Use QoS to prioritize and adjust quality aspects of
network traffic. You can assign the order in which packets are handled
and allot bandwidth, ensuring preferred treatment and optimal levels
of performance are afforded to selected traffic, applications, and
users.
Service quality measurements subject to a QoS implementation
are bandwidth (maximum rate of transfer), throughput (actual rate
of transfer), latency (delay), and jitter (variance in latency).
The capability to shape and control these service quality measurements
makes QoS of particular importance to high-bandwidth, real-time
traffic such as voice over IP (VoIP), video conferencing, and video-on-demand
that has a high sensitivity to latency and jitter. Additionally,
use QoS to achieve outcomes such as the following:
Prioritize network and application traffic, guaranteeing
high priority to important traffic or limiting non-essential traffic.
Achieve equal bandwidth sharing among different subnets,
classes, or users in a network.
Allocate bandwidth externally or internally or both, applying
QoS to both upload and download traffic or to only upload or download traffic.
Ensure low latency for customer and revenue-generating traffic
in an enterprise environment.
Perform traffic profiling of applications to ensure bandwidth
usage.
QoS implementation on a Palo Alto Networks firewall begins with
three primary configuration components that support a full QoS solution:
a QoS
Profile, a QoS
Policy, and setting up the QoS
Egress Interface. Each of these options in the QoS configuration
task facilitate a broader process that optimizes and prioritizes
the traffic flow and allocates and ensures bandwidth according to
configurable parameters.
The figure QoS
Traffic Flow shows traffic as it flows from the source, is
shaped by the firewall with QoS enabled, and is ultimately prioritized
and delivered to its destination.
The QoS configuration options allow you to control the traffic
flow and define it at different points in the flow. The figure QoS
Traffic Flow indicates where the configurable options define
the traffic flow. A QoS policy rule allows you to define traffic
you want to receive QoS treatment and assign that traffic a QoS
class. The matching traffic is then shaped based on the QoS profile
class settings as it exits the physical interface.

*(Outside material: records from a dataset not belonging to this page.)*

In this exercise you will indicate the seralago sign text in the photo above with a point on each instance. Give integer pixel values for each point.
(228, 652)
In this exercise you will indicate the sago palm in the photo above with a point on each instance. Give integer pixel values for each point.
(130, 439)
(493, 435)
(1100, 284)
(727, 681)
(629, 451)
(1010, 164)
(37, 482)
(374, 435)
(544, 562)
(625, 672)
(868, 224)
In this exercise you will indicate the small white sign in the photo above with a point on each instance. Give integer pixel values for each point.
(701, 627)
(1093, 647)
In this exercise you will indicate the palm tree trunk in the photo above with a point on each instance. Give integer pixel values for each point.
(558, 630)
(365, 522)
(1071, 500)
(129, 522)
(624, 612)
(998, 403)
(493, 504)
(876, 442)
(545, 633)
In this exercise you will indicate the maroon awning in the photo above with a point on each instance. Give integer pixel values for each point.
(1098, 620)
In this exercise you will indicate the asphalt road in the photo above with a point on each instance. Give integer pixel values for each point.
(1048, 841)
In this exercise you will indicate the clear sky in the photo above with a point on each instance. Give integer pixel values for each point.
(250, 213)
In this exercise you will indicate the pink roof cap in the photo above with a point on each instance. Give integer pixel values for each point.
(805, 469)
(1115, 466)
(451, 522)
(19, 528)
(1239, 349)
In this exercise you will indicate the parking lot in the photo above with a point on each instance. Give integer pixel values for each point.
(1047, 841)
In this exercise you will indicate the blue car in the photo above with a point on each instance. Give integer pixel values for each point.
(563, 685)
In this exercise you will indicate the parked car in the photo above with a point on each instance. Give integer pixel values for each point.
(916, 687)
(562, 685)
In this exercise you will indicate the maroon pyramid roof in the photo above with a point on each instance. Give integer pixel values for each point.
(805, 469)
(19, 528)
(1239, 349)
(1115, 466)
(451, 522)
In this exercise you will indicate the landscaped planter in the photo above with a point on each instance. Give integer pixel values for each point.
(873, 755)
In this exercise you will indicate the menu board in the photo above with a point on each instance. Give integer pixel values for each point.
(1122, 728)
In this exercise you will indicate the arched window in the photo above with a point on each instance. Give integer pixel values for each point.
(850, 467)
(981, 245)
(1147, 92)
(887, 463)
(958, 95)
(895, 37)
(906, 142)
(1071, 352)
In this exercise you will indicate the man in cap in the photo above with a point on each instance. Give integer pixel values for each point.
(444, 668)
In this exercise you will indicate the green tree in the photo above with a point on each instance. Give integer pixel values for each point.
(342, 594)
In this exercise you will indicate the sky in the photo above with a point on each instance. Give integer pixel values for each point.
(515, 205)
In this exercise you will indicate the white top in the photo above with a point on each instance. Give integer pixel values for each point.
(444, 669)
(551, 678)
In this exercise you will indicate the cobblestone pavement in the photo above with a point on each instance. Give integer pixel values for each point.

Each of the QoS configuration components influence each other
and the QoS configuration options can be used to create a full and
granular QoS implementation or can be used sparingly with minimal
administrator action.
When a queue is filling faster than it can be emptied, the device has two choices as to
where to drop traffic. It can wait until the queue is full and simply drop packets as
they arrive (tail dropping), or it can detect incipient congestion and proactively begin
to drop packets based on a probability function that is tied to an average depth of the
queue. This technique is called random early drop (RED). PAN-OS uses a weighted RED
(WRED) algorithm.
Each firewall model supports a maximum number of ports that can
be configured with QoS. Refer to the spec sheet for your firewall model or use
the product comparison tool to
view QoS feature support for two or more firewalls on a single page.